It is ages since I read this book, in fact I had just begun reading it when we were told by a surveyor that our old house was in need of damp preservation work, all unsuspected by us – I swear those damp meters are far too sensitive! It was a fraught time and on reflection I should probably have given up on this book at that time and started on something jollier. I’m just going to write about some of my memories of it from way back. I think this one was one of my Classics Club Spin books, but life and house moving got in the way.
The House of the Seven Gables by Nathaniel Hawthorne was first published in 1851 and I imagine that it might have been required reading for some American students in schools, and that can be a real off-putter. I know that I’ve read at least one blogger who hated it but I went from thinking – this is dragging a bit and not as good as The Scarlet Letter to deciding that actually I was enjoying it and I ended up thinking that it is better than The Scarlet Letter, despite the fact that it was nothing like I expected it to be. The Scarlet Letter is really a fairly straightforward and old tale but there’s a lot more to this one.
I’m drawn to books which feature houses, especially if the house has been written with as much character and presence as any of the human characters. The house in this book certainly has presence but not in a good way. It’s full of dry and wet rot, the roof is covered with moss and it even has weeds, or should I say – flowers in the wrong place – growing out of the front gable roof. It’s dark and depressing and an unhealthy place to be, and its owner is a scowling old lady who doesn’t want anything to do with anyone.
That’s not the sort of attitude to have if you want to start up a small business, poor Miss Hepzibah Pyncheon has sunk so low (by her estimation) that she is forced to open a cent shop in her front parlour. It’s not going to be a success as she really thinks that she’s above everyone else, she’s living in the past and remembering when her family was one to be reckoned with in the community. The Pyncheon family is much reduced in size and the only other family member still living in the neighbourhood is Judge Jaffrey Pyncheon, a wealthy, greedy man who wore out his poor wife in less than four years – “she got her death-blow in the honeymoon and never smiled again.”. Really the mind boggles!!

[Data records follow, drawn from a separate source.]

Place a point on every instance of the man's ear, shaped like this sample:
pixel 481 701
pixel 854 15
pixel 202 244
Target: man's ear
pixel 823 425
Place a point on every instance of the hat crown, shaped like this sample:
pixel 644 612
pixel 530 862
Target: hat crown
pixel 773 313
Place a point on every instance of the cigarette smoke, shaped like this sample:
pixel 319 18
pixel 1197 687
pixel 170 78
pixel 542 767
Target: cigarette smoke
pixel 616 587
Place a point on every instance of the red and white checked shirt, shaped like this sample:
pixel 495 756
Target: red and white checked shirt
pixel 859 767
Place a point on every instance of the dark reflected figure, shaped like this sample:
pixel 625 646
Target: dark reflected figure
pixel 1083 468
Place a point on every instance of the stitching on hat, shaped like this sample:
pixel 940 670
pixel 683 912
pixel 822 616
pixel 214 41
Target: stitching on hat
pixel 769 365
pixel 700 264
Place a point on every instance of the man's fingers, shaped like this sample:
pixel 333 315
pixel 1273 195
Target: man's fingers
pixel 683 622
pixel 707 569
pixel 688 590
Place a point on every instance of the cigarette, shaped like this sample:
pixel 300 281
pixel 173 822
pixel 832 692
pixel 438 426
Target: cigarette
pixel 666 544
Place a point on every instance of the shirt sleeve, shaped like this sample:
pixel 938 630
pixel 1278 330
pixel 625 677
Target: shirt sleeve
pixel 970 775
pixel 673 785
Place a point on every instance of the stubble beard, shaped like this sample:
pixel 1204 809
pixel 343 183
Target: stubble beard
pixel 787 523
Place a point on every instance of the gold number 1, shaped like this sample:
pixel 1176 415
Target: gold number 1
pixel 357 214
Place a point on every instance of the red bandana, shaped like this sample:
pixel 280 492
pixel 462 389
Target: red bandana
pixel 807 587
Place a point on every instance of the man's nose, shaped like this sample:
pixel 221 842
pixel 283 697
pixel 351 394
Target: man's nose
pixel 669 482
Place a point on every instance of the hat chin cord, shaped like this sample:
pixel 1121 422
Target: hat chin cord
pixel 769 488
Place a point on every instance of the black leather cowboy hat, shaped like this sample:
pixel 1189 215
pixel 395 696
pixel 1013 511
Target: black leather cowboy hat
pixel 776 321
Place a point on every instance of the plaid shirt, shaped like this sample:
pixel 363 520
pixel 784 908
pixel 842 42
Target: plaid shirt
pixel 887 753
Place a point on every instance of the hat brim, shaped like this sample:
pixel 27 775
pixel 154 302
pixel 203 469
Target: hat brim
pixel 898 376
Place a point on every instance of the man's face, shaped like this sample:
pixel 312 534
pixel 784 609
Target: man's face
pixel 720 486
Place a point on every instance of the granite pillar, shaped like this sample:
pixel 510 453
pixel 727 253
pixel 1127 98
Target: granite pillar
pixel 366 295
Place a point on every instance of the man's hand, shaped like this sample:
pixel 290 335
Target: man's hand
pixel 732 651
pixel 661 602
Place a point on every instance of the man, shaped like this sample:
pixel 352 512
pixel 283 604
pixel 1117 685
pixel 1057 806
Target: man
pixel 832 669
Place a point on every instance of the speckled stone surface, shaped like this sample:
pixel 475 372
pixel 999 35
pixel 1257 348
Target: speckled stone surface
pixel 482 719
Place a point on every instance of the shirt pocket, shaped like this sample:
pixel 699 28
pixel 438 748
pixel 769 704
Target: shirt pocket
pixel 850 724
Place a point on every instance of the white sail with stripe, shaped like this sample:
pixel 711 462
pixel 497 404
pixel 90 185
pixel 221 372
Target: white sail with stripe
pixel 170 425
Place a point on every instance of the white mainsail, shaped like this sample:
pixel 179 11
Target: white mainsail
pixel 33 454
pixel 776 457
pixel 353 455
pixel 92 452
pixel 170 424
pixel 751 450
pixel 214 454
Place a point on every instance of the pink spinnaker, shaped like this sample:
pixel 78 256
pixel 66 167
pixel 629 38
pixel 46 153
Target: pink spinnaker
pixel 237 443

Hepzibah’s brother Clifford has just been released from prison where he has been for 30 years, convicted of a crime which he didn’t commit and it’s not long before Jaffrey begins to hound him for information on where some fabled family riches are secreted.
The whole book is lifted by the arrival of Phoebe, a young cousin who luckily has none of the Pyncheon family characteristics, she’s a sunny, happy soul and quickly becomes popular in the neighbourhood, helping to make the shop successful and there’s romance in the air too.
I enjoyed this one and I think I might even reread it sometime in the distant future, when I can concentrate on it more and don’t have builders clambering around in my own house. The setting is of course Massachusetts.
You can see images here of the original house with seven gables in Salem, MA and read about it here. I’d love to visit it but it’s just too far for me to contemplate the journey.